When the Ax-Man Cometh: What to cut out of your budget
- Tue, January 13 2009
- Filed under: Fundraising essentials
Jeff Brooks is not only one of my favorite bloggers and fundraising experts, he’s my personal hero for giving his time today to speak on our Network for Good Nonprofit 911 call on the topic of where to cut if you’ve got to cut your budget. He is still talking (this is live blogging, folks) and I’m happy to say he is wise, helpful, insightful and provocative, my favorite combination in a speaker. You can see his slides here and access the MP3 file at this same link in another day or so.
Here are some gems from his talk:
1.) DO NOT CUT net-positive donor cultivation programs. To be wise enough to keep those programs, though, you have to know which are NET positive (not gross positive). How much did you NET from your gala (as opposed to raise)? Figure out net present value of a donor: what money do you expect in projected lifetime giving from that donor (take their first gift and multiply by ten), then subtract the cost of acquisition and the ongoing cultivation cost. Measuring net present value can tell you where you’re spending too much and where you can spend more to get more.

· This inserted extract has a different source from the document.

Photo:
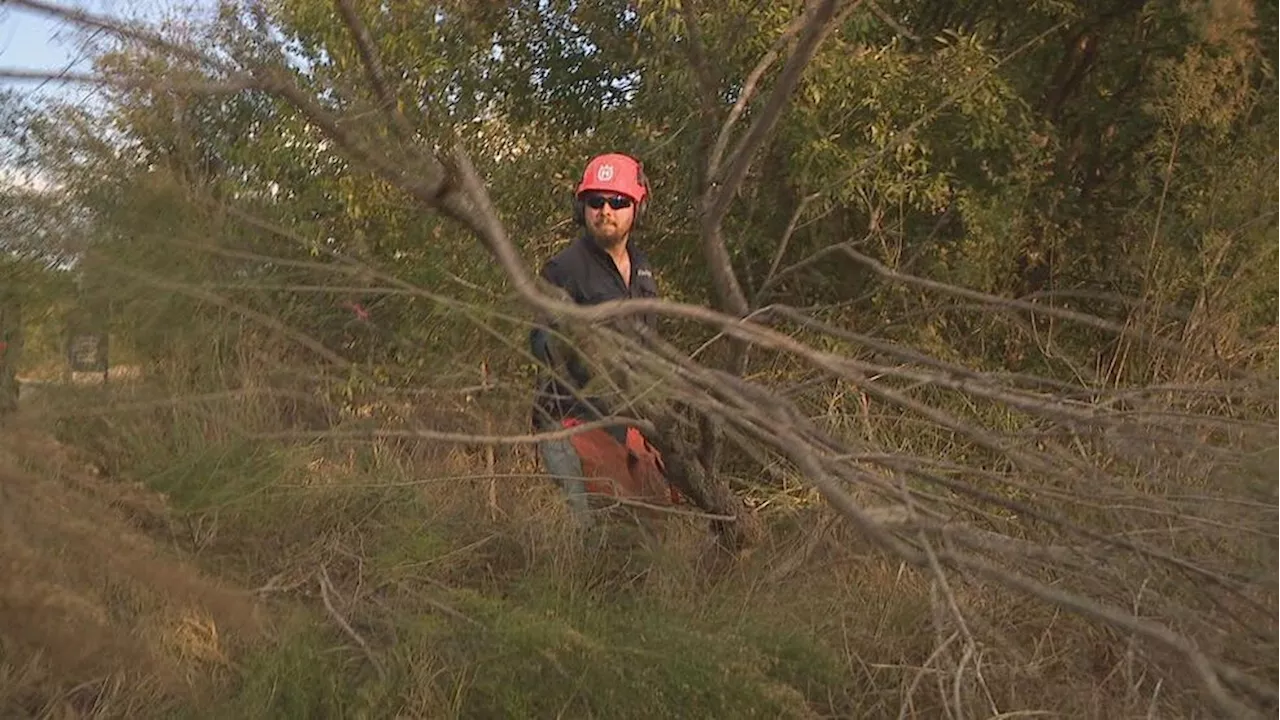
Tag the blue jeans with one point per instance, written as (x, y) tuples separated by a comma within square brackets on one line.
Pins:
[(565, 466)]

2.) KEEP ACQUIRING DONORS. Cutting donor acquisition is the quick path to long-term pain. Donors are worth more every year (he suggested two times the second year and exponential growth from there, for example) so if you get far fewer donors this year, you’re going to feel bad pain next year and far worse pain the following year.
3.) CUT WHAT’S UNCLEAR. If you’ve got less money to spend, don’t spend it on things that have unmeasurable or questionable impact. In hard times, stick to things that have demonstrable impact, not things like your warm fuzzy brand awareness effort. Direct response fundraising is a better investment now than general “branding” campaigns. PR and media relations are a relative bargain - positive impact for very few dollars - but non-response advertising (with no measurable response vehicle) is not. Kill the “we exist and we’re really cool” ads if you’re short on dough. Leave that to people who can do it on a scale where it’s effective - like Coca-Cola.
I completely agree with the last point. And it’s going to make some people nuts. Really nuts. I like how Jeff put it—
What would you rather do with your limited budget:
• Move 100 people 10% of the way toward giving?
• Move 10 people 100% of the way toward giving?
He added a positive note that I’d also like to second: In hard times, innovation doesn’t happen because people are afraid of risk. New ideas often don’t work out, but you can’t let these times cut off innovation or let fear rule you. Be wise, but also be bold.
Comments
Katya
This was excellent! I really like the pratical yet boldly positive moves that are advocated in this post. Jeff is right always review what is not net positive (it takes some work and thinking) but boldly continue to secure new donors as well as cultivate those that got you here.
I have seen my share of doom and gloom. Thanks for highlighting the positive and pratical in this years budget Jeff!
I agree completely with Jeff’s points and would also add as a tactic that organizations should take a long look at what works online (the NET results with messaging and results) and see how an offline acquisition or cultivation package can be moved entirely online (Two would be even better). Using this time to experiment with online fundraising could allow for some savings and take the more reticent online fundraisers into new territories, maybe even make them more aware of their online efforts.
Great points, Scott and Garth.
Being able to measure marketing campaign effectiveness is definitely something we see organizations struggling to handle at NPower PA. I see most of it being done anecdotally, which is far from ideal. Hopefully this will change once organizations have the thought process of CRMs ingrained into them over the years.